One version that bears some similarities to the novel is the TV miniseries with our (DS) friend Alec Newman, Luke Goss, and Julie Delpy. That strayed quite a bit, but followed the rough outline of the novel, as I recall, and the portrayal of the Being (creature, monster) was poignant as it should be, and the settings were cinematic and well-wrought. The closest version to the book, which isn't too great, but which actually sticks fairly close to the book in a very abbreviated format, is "Victor Frankenstein," also called "Terror of Frankenstein," a dubbed Swedish-Irish co-production as I recall, produced in 1977. As far as movies based on the book go, the third one I would include in my list of the best interpretations is the TV miniseries from the 1970s "Frankenstein: The True Story," which we have talked about here a couple of years ago. That one is good with settings and is an intelligently written and well-acted and produced version, though it differs quite a bit from Shelley especially with its concept of the creature being created beautiful, though that is Victor Frankenstein's intent in the novel but for some reason doesn't quite work out.

It's interesting that you brought up Frankenstein at this time as I have been making a study of Mary Shelley as of late. That began with my reading some of the Romantics especially Percy Bysshe Shelley's poetry (I haven't yet read his two "juvenile" Gothic novels, little known), which in turn came about from my reading Scottish author George MacDonald's post-romantic fantasy "Phantastes" which is a compendium of Romantic tropes. One of the most remarkable commentaries I've read of the novel "Frankenstein" is an essay by Harold Bloom, which can be found as the Afterward to the Signet Classics edition of the novel, which simply took my breath away and wonder how it is that I never came across it in the past.

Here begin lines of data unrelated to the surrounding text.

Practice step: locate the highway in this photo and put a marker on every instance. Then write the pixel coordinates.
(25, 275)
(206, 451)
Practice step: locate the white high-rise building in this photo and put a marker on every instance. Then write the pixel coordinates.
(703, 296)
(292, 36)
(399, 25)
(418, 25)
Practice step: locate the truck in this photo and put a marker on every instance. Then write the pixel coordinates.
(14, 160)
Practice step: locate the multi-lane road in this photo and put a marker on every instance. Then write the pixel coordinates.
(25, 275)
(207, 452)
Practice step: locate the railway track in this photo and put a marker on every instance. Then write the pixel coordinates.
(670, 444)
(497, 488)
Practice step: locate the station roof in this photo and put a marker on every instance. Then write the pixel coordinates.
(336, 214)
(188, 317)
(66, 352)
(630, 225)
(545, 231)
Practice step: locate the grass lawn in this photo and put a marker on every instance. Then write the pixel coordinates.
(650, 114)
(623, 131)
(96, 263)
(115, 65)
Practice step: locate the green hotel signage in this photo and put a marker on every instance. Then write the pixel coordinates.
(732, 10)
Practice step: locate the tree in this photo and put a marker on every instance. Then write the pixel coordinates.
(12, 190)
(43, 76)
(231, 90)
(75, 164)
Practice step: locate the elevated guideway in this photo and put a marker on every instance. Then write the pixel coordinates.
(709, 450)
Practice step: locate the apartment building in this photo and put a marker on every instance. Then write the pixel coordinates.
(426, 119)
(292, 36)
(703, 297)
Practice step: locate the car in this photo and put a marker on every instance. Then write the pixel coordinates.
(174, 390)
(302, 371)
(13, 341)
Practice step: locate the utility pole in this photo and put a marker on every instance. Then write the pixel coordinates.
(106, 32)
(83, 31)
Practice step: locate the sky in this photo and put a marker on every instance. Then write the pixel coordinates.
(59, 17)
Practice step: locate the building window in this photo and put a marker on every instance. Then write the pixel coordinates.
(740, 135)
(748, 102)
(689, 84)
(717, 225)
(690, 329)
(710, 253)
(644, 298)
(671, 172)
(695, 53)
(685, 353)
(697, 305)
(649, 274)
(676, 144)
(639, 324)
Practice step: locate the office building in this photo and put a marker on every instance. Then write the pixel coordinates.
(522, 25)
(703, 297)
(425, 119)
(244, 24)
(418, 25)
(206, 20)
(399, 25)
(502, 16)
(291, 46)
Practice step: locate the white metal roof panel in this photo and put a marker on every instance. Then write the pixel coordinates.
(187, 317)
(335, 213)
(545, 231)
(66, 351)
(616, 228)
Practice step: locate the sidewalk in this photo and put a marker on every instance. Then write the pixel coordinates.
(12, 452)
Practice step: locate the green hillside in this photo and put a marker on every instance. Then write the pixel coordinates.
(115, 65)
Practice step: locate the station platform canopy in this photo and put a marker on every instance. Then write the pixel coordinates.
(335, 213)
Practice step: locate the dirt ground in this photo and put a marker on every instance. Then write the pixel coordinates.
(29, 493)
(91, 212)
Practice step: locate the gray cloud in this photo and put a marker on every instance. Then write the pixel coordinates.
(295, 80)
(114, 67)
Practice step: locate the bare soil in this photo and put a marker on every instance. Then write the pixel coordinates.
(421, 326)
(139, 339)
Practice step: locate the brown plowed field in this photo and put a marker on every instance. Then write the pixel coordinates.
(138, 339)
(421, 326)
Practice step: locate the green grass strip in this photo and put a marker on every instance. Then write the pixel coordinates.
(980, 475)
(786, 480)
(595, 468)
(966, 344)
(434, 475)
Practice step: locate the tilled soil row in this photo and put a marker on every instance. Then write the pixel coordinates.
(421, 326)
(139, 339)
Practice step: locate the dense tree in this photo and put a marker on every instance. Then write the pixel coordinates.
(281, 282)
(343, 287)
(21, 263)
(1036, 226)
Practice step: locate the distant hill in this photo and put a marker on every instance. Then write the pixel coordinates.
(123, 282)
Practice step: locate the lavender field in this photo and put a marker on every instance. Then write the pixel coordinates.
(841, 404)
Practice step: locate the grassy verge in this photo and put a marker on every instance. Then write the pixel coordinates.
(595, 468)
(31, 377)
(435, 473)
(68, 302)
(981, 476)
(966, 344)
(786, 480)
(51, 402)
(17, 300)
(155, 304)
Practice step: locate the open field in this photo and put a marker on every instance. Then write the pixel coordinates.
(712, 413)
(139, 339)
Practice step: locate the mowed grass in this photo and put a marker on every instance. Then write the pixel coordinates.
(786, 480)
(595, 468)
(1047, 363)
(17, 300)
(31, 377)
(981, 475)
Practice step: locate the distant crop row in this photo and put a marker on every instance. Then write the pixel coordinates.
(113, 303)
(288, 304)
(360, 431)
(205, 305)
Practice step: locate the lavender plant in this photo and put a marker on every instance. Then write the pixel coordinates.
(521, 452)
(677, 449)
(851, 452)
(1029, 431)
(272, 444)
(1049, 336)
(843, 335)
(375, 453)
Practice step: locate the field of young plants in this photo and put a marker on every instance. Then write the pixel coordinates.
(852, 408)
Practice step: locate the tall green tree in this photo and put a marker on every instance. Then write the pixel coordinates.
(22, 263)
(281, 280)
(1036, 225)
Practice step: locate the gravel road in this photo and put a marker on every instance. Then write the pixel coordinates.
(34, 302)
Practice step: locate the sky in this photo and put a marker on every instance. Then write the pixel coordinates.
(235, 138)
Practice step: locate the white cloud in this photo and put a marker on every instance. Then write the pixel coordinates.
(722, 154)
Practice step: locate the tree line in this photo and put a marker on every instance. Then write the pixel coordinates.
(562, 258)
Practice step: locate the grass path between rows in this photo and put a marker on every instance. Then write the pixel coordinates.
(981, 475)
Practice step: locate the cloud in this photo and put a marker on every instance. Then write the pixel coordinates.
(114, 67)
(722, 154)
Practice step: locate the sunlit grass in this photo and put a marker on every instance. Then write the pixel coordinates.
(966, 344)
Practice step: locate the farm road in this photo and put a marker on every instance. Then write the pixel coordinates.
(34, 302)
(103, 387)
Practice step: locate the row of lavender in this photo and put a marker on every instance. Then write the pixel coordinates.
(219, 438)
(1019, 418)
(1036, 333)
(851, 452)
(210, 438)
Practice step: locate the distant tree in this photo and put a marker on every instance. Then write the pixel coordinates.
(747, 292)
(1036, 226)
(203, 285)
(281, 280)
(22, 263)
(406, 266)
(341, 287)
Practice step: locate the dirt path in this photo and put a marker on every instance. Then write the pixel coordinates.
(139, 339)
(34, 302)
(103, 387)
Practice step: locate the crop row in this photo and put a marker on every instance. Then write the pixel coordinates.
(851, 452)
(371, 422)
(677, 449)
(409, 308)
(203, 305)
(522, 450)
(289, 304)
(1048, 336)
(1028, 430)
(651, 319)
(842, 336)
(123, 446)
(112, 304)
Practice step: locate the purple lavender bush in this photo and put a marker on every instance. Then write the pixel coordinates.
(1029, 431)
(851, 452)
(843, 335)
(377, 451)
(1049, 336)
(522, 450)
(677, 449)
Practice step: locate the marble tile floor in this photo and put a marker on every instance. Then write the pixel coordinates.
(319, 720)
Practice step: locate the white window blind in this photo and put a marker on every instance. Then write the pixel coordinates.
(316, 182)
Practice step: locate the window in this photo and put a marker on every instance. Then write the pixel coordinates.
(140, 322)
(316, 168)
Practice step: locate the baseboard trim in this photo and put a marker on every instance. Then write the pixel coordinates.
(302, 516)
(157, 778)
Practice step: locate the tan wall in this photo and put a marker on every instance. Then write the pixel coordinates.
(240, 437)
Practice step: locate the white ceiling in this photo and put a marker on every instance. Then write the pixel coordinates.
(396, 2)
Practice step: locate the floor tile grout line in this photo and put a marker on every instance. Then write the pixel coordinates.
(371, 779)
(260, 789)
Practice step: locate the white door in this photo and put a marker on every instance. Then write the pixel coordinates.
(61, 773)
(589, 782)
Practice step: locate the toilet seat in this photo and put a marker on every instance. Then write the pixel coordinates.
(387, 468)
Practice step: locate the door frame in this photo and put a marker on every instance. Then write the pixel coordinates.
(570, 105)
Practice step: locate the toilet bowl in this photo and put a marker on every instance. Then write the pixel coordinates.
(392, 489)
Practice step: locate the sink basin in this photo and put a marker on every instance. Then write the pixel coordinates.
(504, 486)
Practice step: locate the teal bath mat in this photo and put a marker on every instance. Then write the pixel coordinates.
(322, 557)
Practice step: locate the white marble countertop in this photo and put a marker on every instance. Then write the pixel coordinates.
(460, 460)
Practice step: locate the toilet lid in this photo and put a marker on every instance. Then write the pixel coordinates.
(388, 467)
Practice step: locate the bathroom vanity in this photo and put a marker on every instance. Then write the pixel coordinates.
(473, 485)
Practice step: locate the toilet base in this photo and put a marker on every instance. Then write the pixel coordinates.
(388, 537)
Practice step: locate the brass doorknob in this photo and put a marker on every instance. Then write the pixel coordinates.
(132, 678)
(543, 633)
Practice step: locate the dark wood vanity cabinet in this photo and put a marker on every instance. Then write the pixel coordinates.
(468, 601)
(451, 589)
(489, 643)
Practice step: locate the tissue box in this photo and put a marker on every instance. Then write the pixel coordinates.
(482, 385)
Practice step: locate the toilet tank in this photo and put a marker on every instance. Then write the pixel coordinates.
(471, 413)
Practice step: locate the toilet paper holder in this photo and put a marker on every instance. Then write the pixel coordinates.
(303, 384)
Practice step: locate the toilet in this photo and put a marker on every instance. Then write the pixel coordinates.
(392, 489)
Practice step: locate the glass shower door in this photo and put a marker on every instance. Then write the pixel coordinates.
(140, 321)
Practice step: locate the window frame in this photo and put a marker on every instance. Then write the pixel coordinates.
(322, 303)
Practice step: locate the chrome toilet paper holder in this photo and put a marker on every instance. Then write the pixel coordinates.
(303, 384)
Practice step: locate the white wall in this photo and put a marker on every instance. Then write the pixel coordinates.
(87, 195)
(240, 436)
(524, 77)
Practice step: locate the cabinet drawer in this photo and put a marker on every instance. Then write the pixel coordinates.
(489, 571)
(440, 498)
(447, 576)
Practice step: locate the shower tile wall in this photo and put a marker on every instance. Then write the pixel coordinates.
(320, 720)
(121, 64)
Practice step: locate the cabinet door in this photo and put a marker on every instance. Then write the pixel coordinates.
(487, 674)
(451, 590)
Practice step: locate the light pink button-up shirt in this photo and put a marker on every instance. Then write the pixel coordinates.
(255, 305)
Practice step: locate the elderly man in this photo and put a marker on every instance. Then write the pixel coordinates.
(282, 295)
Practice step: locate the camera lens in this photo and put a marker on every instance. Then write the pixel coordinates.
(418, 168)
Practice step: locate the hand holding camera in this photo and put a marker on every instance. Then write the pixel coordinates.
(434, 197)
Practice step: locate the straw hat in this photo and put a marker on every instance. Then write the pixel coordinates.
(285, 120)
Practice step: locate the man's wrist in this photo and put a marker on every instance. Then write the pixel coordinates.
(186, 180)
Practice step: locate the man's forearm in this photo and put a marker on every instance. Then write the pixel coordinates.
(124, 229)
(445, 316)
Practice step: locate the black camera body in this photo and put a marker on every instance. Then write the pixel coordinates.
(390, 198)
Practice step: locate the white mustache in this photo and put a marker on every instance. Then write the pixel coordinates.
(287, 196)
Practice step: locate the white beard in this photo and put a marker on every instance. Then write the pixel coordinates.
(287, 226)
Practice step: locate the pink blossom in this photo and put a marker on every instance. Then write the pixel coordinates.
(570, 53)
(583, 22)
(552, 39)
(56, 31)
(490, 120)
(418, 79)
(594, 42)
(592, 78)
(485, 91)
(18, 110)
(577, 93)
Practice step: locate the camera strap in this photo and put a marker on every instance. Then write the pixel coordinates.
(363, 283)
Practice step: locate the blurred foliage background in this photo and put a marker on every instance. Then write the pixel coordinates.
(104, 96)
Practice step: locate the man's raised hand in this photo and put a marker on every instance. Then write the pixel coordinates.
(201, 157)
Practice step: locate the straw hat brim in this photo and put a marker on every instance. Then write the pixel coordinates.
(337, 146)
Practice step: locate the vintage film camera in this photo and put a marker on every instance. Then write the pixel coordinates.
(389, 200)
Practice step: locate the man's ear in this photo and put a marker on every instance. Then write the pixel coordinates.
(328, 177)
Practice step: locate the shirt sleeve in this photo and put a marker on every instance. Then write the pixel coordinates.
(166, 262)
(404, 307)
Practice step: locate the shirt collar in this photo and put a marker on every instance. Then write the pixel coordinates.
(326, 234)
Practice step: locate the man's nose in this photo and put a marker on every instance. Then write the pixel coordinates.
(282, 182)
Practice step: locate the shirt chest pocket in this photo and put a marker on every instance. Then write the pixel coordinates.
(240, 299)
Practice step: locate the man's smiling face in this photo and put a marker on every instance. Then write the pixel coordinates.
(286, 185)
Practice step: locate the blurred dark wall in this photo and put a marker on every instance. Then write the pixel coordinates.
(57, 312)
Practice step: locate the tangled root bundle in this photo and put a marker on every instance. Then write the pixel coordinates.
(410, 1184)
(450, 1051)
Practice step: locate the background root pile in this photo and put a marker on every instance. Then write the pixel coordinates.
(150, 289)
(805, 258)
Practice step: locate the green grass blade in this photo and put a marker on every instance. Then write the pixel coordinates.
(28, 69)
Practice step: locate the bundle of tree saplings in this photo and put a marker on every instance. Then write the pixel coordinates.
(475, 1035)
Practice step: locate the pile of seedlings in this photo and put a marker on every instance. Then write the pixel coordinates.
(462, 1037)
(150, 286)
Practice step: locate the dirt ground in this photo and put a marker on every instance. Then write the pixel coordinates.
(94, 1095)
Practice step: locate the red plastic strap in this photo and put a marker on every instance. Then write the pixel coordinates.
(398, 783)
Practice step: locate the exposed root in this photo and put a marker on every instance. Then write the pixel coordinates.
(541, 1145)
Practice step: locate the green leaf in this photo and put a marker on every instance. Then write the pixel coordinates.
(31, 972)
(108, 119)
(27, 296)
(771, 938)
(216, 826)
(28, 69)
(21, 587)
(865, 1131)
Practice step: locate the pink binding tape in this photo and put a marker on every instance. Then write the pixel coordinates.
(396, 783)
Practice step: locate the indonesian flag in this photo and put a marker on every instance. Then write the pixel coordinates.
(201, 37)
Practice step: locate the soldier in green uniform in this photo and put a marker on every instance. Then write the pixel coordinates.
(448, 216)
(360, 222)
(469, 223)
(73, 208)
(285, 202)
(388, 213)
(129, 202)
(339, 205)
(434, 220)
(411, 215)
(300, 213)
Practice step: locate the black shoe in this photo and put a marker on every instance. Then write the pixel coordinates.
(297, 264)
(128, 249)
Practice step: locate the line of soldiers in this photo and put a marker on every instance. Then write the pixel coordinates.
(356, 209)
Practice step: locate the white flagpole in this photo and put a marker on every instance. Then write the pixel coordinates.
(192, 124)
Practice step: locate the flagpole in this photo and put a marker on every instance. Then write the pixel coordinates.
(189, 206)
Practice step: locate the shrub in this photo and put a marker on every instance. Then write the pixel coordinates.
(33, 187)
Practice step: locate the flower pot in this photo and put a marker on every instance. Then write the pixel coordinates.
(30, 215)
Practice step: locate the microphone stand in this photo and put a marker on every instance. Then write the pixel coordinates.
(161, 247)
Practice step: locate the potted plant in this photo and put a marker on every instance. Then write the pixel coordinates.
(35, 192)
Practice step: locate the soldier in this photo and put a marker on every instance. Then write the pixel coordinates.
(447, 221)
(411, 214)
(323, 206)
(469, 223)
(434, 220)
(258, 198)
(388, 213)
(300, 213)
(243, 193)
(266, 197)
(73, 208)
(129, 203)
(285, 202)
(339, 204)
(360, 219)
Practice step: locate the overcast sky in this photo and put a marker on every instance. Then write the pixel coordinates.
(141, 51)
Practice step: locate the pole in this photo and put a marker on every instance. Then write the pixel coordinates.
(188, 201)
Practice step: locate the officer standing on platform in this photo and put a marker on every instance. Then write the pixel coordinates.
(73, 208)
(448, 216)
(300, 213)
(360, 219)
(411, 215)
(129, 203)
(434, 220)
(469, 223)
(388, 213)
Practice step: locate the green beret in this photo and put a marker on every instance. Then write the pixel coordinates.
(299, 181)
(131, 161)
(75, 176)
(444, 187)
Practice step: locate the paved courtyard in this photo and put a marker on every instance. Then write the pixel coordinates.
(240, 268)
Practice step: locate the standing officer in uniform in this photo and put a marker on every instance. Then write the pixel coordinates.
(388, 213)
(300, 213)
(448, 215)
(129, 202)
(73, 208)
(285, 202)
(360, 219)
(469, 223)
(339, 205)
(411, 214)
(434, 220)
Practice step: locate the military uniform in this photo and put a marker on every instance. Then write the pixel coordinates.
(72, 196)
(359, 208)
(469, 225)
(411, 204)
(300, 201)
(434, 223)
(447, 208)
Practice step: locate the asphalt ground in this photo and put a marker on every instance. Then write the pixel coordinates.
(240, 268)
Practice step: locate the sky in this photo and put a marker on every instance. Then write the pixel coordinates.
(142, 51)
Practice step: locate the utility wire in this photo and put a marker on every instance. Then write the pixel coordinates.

Absolutely must reading to understand the depth of the novel!

Mary Shelley's other novels are considered "uneven" at best, but I was impressed with the beautiful images in her novella "Mathilda," which I had only vaguely heard of (the manuscript of which William Godwin, Mary's father and frequent editor, kept in his possession and basically blocked Mary from publishing), but my admiration for Mrs. Shelley's work has increased manifold times with my current reading of "The Last Man," which I purchased in about 1997 and recently retrieved from a storage box. I'm two-thirds of the way through and, despite the first third probably being a struggle for today's casual reader, it is worth it, worth it, as the novel builds on what has come before, gaining in power and . . . well, I'll have to finish it to find out. Mary Shelley seems to me somewhat overally intellectualizing as a novelist, something in the way that George Eliot is (my own description), but she is a thinking person's writer, and not for the casual light read.